“I dunno, sir. Let’s go back,” cried the man in an agitated whisper. “It’s very horrid though. There’s lots of ’em shuffling and scrambling about in the cracks and holes, staring at you with their wicked-looking eyes, and more ’n once I’ve seen ’em flapping their wings. I don’t like it. Let’s go back.”
“Go back to be taken? Impossible. Look, they are only bats.”
“Bats with wings a yard across, sir? Oh, come, I know better than that.”

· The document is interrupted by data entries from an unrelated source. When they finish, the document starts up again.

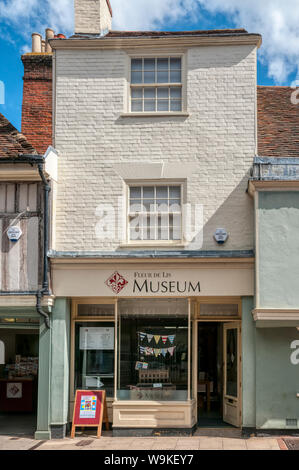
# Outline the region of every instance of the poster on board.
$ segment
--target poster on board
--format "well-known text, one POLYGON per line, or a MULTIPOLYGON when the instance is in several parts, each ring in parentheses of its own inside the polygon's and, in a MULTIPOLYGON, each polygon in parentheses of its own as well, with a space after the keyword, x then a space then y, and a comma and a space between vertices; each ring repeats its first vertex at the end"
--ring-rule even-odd
POLYGON ((114 350, 114 328, 81 327, 80 349, 87 350, 114 350))

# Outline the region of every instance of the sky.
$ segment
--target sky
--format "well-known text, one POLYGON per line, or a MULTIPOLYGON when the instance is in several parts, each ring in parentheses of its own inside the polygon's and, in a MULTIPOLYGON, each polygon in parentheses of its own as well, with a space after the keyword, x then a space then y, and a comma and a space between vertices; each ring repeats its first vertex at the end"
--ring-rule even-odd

“What are they then?” said Jack angrily.
“Oh, I dunno, sir. Something horrid as lives in this dreadful place. They make me feel creepy all down my back. I’d rather have a set-to with one of the ugliest blacks yonder.”
“I tell you they are bats—the great fruit bats. Why, Captain Bradleigh pointed them out to me the other night, flying overhead in the darkness just like big crows.”
“Are you sure, sir? There, look at that thing staring down at you and making noises. Mind, pray, Mr Jack, sir, or he’ll have you. Perhaps their bite’s poison.”
“They will not bite if we leave them alone. They are flying foxes.”
“Flying wolves, I think, sir. I say, hadn’t we better go back?”
“No,” said Jack firmly. “Why, Ned, are you going to turn coward?”